I started using ridge regression recently, because I read that regularization can help to reduce the effect of multicollinearity.
However, I read this blog today. I am totally confused now. According to this blog, multicollinearity does NOT hurt a model’s predictive power that much.
So, in the end, is multicollinearity a problem or not?
It’s a problem for causal inference – or rather, it indicates difficulties in causal inference – but it’s not a particular problem for prediction/forecasting (unless it’s so extreme that it prevents model convergence or results in singular matrices, and then you won’t get predictions anyway). This, I think, is the meaning of that blog post, as well. It sounds like you may be insisting on a yes-or-no answer when the answer is that it depends. Here’s what it depends on, and why it can at least be said that (non-perfect) multicollinearity is never a reason to drop a variable from a model – any problems that multicollinearity indicate won’t go away because you dropped a variable and stopped seeing the collinearity.

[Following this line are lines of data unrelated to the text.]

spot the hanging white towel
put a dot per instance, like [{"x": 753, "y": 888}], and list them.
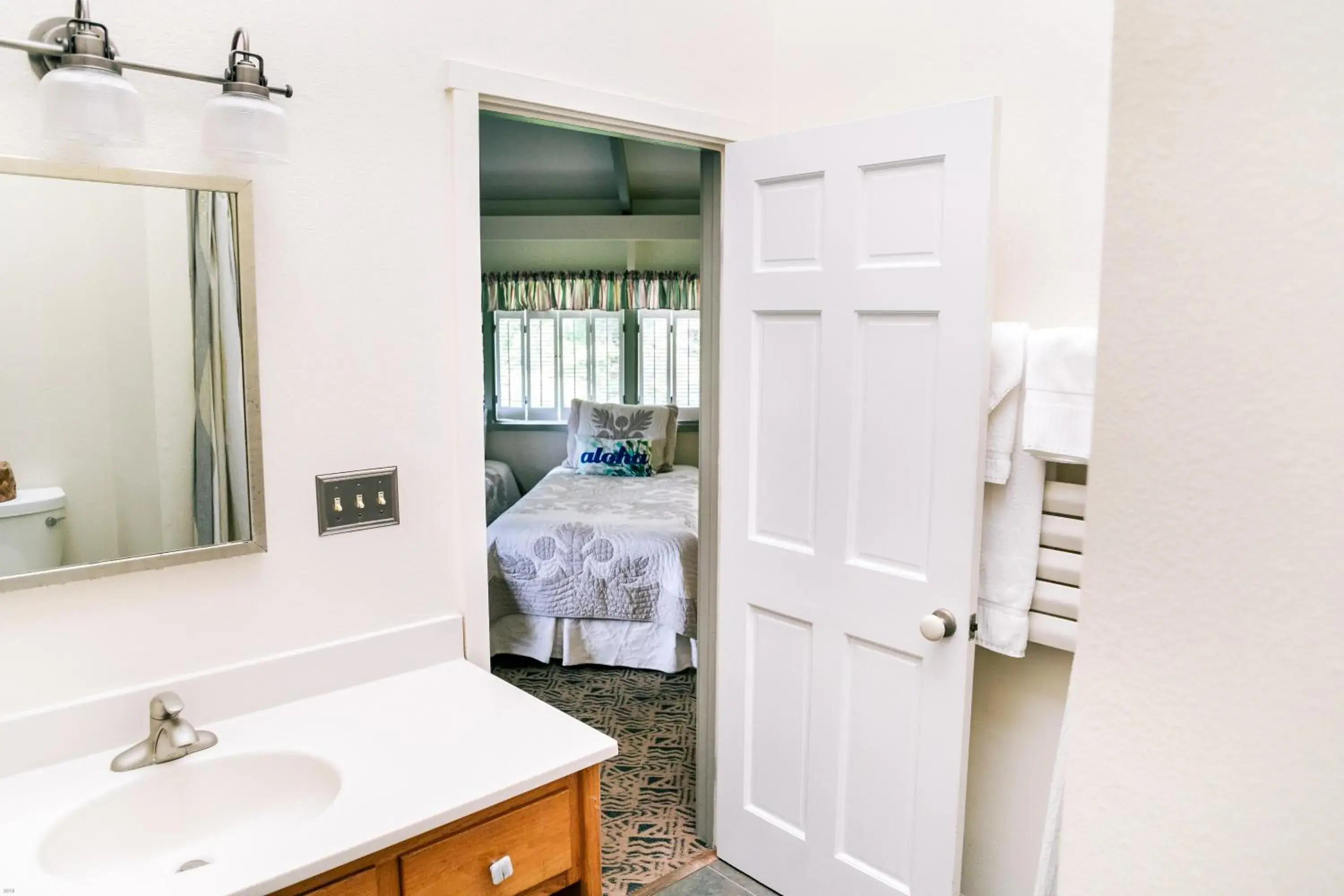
[
  {"x": 1008, "y": 547},
  {"x": 1061, "y": 382},
  {"x": 1047, "y": 868},
  {"x": 1007, "y": 361}
]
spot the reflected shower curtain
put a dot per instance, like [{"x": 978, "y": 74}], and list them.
[{"x": 220, "y": 495}]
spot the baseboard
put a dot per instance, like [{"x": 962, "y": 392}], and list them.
[
  {"x": 681, "y": 874},
  {"x": 119, "y": 718}
]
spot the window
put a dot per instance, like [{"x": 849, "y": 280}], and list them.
[
  {"x": 546, "y": 359},
  {"x": 670, "y": 361}
]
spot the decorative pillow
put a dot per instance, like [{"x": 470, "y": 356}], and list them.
[
  {"x": 655, "y": 424},
  {"x": 613, "y": 457}
]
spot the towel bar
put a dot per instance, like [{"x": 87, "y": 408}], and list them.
[{"x": 1053, "y": 620}]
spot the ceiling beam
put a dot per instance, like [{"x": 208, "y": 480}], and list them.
[
  {"x": 623, "y": 175},
  {"x": 604, "y": 228}
]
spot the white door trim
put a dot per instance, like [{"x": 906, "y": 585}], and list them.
[
  {"x": 513, "y": 93},
  {"x": 471, "y": 90}
]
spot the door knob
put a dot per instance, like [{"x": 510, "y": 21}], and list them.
[{"x": 939, "y": 625}]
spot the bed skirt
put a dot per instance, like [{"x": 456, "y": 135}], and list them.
[{"x": 608, "y": 642}]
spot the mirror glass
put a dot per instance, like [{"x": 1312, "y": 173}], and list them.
[{"x": 124, "y": 397}]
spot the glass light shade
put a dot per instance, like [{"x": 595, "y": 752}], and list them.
[
  {"x": 246, "y": 128},
  {"x": 90, "y": 107}
]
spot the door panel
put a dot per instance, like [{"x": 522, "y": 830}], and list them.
[{"x": 855, "y": 323}]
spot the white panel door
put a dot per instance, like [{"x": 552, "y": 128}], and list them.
[{"x": 855, "y": 354}]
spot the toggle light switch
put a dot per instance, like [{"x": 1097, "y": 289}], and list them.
[
  {"x": 502, "y": 871},
  {"x": 342, "y": 505}
]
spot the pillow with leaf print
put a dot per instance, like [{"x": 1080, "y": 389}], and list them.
[
  {"x": 613, "y": 457},
  {"x": 654, "y": 424}
]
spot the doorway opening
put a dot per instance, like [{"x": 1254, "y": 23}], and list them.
[{"x": 596, "y": 323}]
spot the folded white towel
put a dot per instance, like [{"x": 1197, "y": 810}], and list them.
[
  {"x": 1007, "y": 359},
  {"x": 1008, "y": 546},
  {"x": 1061, "y": 382}
]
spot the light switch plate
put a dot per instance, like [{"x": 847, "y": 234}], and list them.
[{"x": 359, "y": 500}]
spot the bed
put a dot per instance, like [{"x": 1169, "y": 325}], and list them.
[
  {"x": 599, "y": 569},
  {"x": 500, "y": 489}
]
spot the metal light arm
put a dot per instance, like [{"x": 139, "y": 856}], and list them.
[{"x": 41, "y": 50}]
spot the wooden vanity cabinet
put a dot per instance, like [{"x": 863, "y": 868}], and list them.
[{"x": 551, "y": 835}]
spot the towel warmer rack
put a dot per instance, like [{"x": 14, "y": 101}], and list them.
[{"x": 1060, "y": 566}]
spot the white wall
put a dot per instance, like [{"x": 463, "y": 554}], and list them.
[
  {"x": 353, "y": 253},
  {"x": 1206, "y": 718},
  {"x": 97, "y": 289}
]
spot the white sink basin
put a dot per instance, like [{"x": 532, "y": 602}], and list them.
[{"x": 198, "y": 809}]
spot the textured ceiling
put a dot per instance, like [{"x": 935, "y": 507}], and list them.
[{"x": 523, "y": 160}]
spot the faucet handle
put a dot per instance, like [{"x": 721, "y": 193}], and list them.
[{"x": 166, "y": 706}]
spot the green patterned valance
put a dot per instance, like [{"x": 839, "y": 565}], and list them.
[{"x": 590, "y": 291}]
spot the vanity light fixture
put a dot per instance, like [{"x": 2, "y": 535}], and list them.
[
  {"x": 85, "y": 99},
  {"x": 242, "y": 123}
]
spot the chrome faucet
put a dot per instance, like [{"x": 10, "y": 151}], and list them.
[{"x": 171, "y": 737}]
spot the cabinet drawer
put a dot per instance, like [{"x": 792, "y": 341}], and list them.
[
  {"x": 362, "y": 884},
  {"x": 538, "y": 839}
]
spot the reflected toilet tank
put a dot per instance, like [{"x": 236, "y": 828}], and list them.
[{"x": 33, "y": 531}]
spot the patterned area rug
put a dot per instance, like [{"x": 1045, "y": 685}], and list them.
[{"x": 648, "y": 790}]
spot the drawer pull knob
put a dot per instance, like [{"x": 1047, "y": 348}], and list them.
[{"x": 502, "y": 871}]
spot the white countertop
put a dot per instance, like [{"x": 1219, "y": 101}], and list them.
[{"x": 413, "y": 751}]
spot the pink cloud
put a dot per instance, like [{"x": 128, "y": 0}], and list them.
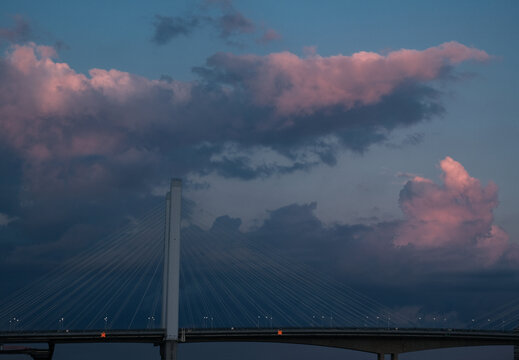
[
  {"x": 295, "y": 85},
  {"x": 454, "y": 215}
]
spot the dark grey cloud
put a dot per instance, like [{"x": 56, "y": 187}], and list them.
[
  {"x": 76, "y": 149},
  {"x": 167, "y": 28},
  {"x": 228, "y": 22},
  {"x": 234, "y": 23}
]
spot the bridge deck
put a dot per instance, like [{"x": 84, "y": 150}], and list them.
[{"x": 362, "y": 339}]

Predictors that are highly correlated with each other just don’t do as good a job of improving your predictions as they would if they were not collinear, but still separately correlated with the outcome variable; neither one is doing much more work than the other one is already doing and would do on its own anyway. Maybe they’re so strongly related to each other because they are capturing basically the same underlying construct, in which case neither one is adding much more on top of the other for good reason, and it would be impossible to separate them out ontologically for predictive purposes anyway, by manipulating the units of observation to have different values on each of the two predictor variables so that they work better as predictors. But that doesn’t mean that including both of them in your model as-is is bad or wrong. Throw them both in, why not – any random measurement error that’s involved will also be partly addressed by the fact that you basically have two separate measurements of the same thing, so you might have a marginal increase in predictive power for that good reason (and in this sense I think I disagree with Kjetil’s comment above).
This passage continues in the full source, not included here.